The NASA Kepler and K2 Team is the winner of the National Space Society’s 2017 Space Pioneer Award in the Science and Engineering category. This prestigious award will be presented to team representatives Charles K.Sobeck, Project Manager, and Dr. Natalie Batalha, Project Scientist, on Sunday, May 28, 2017 at the National Space Society’s 2017 International Space Development Conference® (isdc2017.nss.org). This will be the 36th ISDC® and will be held in St Louis, Missouri, at the Union Station Hotel. The conference will run from May 25-29, 2017.
NSS proudly presents this award in recognition of the massive amount of work carried out by the whole team to propose, design, launch and operate the Kepler and K2 missions and to analyze the resulting data over many years. It also recognizes all of the many volunteers who have been poring over the Kepler data to assist in finding planets around other stars.
About the Space Pioneer Award
The Space Pioneer Award consists of a silvery pewter Moon globe cast by the Baker Art Foundry in Placerville, California, from a sculpture originally created by Don Davis, the well-known space and astronomical artist. The globe, as shown at right, which represents multiple space mission destinations and goals, sits freely on a brass support with a wooden base and brass plaque, which are created by the greatly respected Michael Hall’s Studio Foundry of Driftwood, TX. NSS has several different categories under which the award is presented each year, starting in 1988. Some of the recent winners of Space Pioneer Awards include Elon Musk, Ray Bradbury, Robert Bigelow, Apollo Astronaut Russell L. Schweickart, Dr. Michael Griffin, and the Rosetta Mission Team.
After no less than five mission proposals, starting in 1992, the Kepler mission was finally approved in December of 2001 as a Discovery Class mission. Launched on March 7, 2009, the Kepler spacecraft has returned an enormous database, recording the brightness variations of more than 160,000 stars and galaxies. In addition to the primary objective of detecting and characterizing the distribution of terrestrial-size exoplanets, the mission has revolutionized the field of asteroseismology – the study of stars through their intrinsic brightness variability – ushering in a new golden age of stellar astrophysics.

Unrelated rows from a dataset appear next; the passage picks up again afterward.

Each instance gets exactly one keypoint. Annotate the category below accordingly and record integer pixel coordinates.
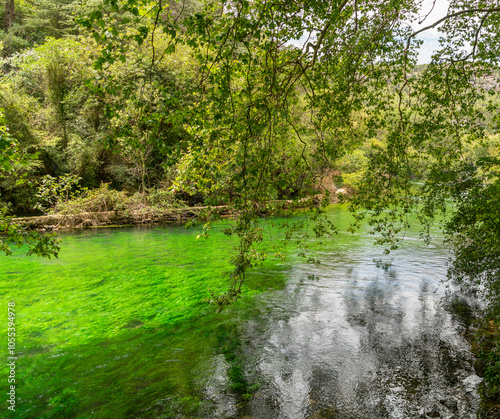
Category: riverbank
(151, 215)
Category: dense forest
(144, 106)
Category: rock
(451, 405)
(471, 383)
(434, 413)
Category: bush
(97, 200)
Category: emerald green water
(116, 328)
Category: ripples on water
(116, 328)
(354, 339)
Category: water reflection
(354, 340)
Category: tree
(346, 65)
(12, 159)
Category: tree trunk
(9, 13)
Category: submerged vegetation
(110, 106)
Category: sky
(430, 37)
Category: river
(117, 327)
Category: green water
(117, 328)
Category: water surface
(117, 327)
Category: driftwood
(148, 215)
(107, 218)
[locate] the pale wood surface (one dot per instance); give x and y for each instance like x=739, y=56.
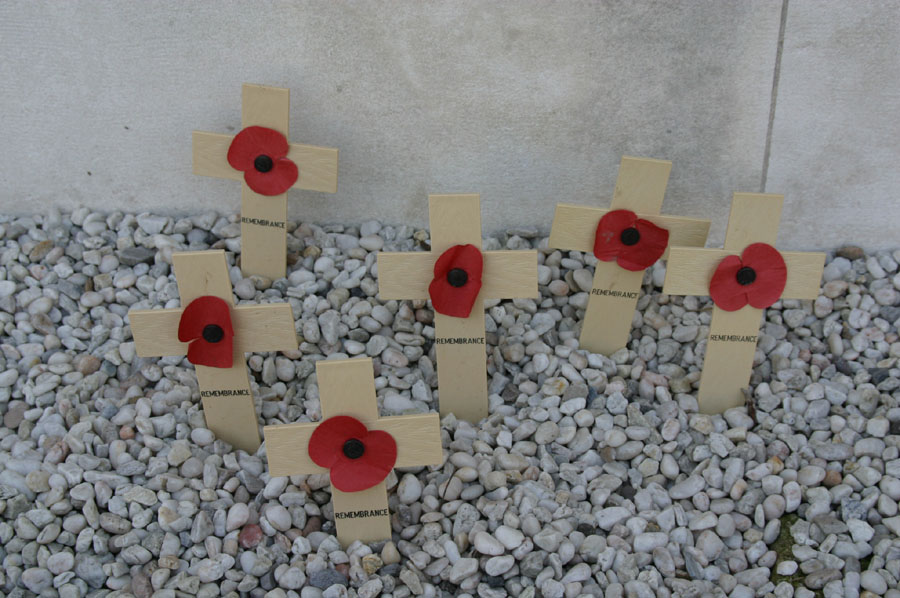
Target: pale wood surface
x=732, y=341
x=462, y=368
x=232, y=417
x=201, y=273
x=607, y=319
x=257, y=328
x=454, y=220
x=418, y=442
x=641, y=185
x=263, y=217
x=728, y=364
x=264, y=247
x=317, y=165
x=574, y=228
x=690, y=270
x=347, y=387
x=506, y=274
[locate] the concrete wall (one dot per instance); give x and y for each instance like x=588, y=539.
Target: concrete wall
x=527, y=102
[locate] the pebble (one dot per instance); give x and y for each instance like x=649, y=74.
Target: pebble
x=591, y=475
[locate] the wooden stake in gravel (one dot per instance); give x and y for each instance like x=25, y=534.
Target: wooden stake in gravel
x=640, y=187
x=225, y=391
x=733, y=334
x=347, y=390
x=264, y=217
x=461, y=356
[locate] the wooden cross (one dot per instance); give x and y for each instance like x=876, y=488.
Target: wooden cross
x=640, y=187
x=264, y=218
x=227, y=398
x=347, y=387
x=461, y=355
x=732, y=340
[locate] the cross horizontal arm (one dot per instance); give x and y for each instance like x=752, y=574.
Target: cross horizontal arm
x=574, y=228
x=506, y=274
x=418, y=443
x=257, y=328
x=690, y=270
x=317, y=165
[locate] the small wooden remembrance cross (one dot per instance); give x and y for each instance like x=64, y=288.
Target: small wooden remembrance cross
x=347, y=388
x=461, y=357
x=752, y=230
x=640, y=187
x=225, y=391
x=264, y=210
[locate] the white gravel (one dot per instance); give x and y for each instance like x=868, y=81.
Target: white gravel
x=592, y=475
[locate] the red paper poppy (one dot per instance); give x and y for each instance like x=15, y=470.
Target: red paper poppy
x=633, y=242
x=206, y=324
x=457, y=281
x=358, y=458
x=757, y=277
x=261, y=154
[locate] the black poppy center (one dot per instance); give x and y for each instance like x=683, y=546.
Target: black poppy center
x=354, y=448
x=746, y=275
x=630, y=236
x=457, y=277
x=263, y=163
x=213, y=333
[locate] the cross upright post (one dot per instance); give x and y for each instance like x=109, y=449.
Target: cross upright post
x=264, y=217
x=225, y=391
x=731, y=346
x=640, y=187
x=347, y=388
x=460, y=341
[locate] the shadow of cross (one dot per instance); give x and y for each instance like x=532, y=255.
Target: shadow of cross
x=347, y=387
x=225, y=392
x=640, y=187
x=731, y=346
x=264, y=217
x=460, y=344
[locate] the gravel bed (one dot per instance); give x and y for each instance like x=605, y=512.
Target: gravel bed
x=591, y=476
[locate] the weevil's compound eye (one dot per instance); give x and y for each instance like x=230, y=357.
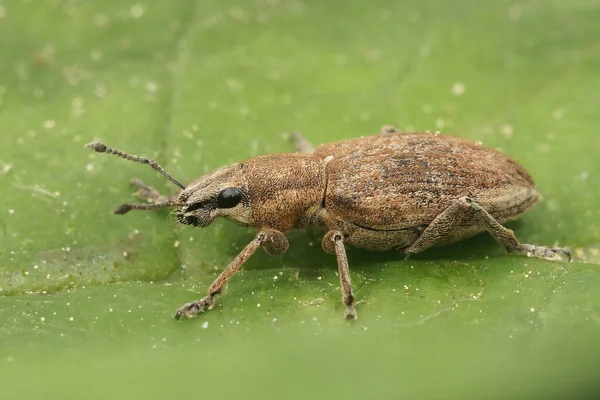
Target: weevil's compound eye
x=229, y=197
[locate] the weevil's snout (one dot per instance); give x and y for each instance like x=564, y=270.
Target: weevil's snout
x=187, y=219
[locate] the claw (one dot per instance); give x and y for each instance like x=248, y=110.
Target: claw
x=191, y=309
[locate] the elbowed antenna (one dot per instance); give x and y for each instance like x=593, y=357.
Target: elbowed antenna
x=102, y=148
x=125, y=208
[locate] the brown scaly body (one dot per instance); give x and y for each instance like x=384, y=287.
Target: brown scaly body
x=403, y=191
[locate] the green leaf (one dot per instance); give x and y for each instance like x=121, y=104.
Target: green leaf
x=89, y=297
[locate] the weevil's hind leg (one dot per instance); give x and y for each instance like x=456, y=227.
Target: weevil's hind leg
x=388, y=130
x=273, y=241
x=333, y=243
x=510, y=242
x=148, y=193
x=446, y=223
x=302, y=144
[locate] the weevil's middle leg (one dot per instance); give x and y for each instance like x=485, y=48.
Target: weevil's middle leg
x=449, y=221
x=274, y=242
x=148, y=193
x=333, y=242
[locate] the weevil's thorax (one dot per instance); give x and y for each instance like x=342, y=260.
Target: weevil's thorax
x=222, y=193
x=284, y=189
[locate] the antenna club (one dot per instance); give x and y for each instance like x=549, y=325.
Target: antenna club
x=123, y=209
x=97, y=146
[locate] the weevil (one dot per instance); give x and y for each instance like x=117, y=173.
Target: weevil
x=393, y=191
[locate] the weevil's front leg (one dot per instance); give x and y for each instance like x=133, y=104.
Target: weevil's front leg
x=148, y=193
x=448, y=222
x=333, y=243
x=302, y=144
x=272, y=240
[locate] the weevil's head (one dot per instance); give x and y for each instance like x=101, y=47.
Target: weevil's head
x=222, y=193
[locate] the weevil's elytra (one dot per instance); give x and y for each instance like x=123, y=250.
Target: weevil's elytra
x=400, y=191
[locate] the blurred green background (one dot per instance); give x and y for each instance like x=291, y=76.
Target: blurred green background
x=88, y=297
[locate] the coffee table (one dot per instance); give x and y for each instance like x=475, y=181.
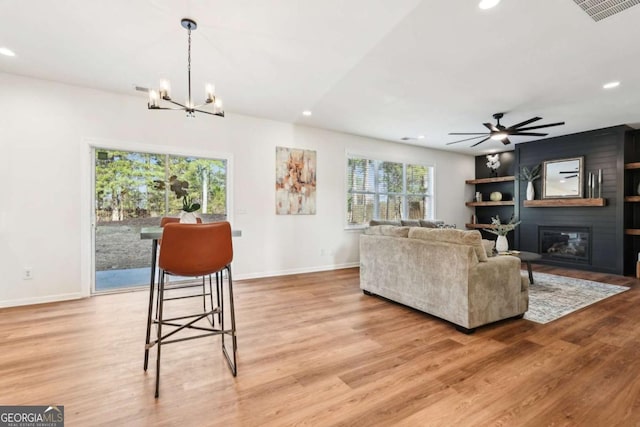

As of January, 2017, Kepler and the follow-on mission K2 have confirmed 2514 actual exoplanets out of 5216 planet candidates. Kepler has made a massive contribution to the ongoing effort to obtain a large statistical sample of exoplanets so that the frequency of each type of planet can be estimated. In addition, it has helped to revolutionize our understanding of what types of exoplanets and exoplanet systems actually exist.
NASA’s Ames Research Center manages the Kepler and K2 missions for NASA’s Science Mission Directorate. JPL managed Kepler mission development. Ball Aerospace & Technologies Corporation operates the flight system with support from the Laboratory for Atmospheric and Space Physics at the University of Colorado in Boulder.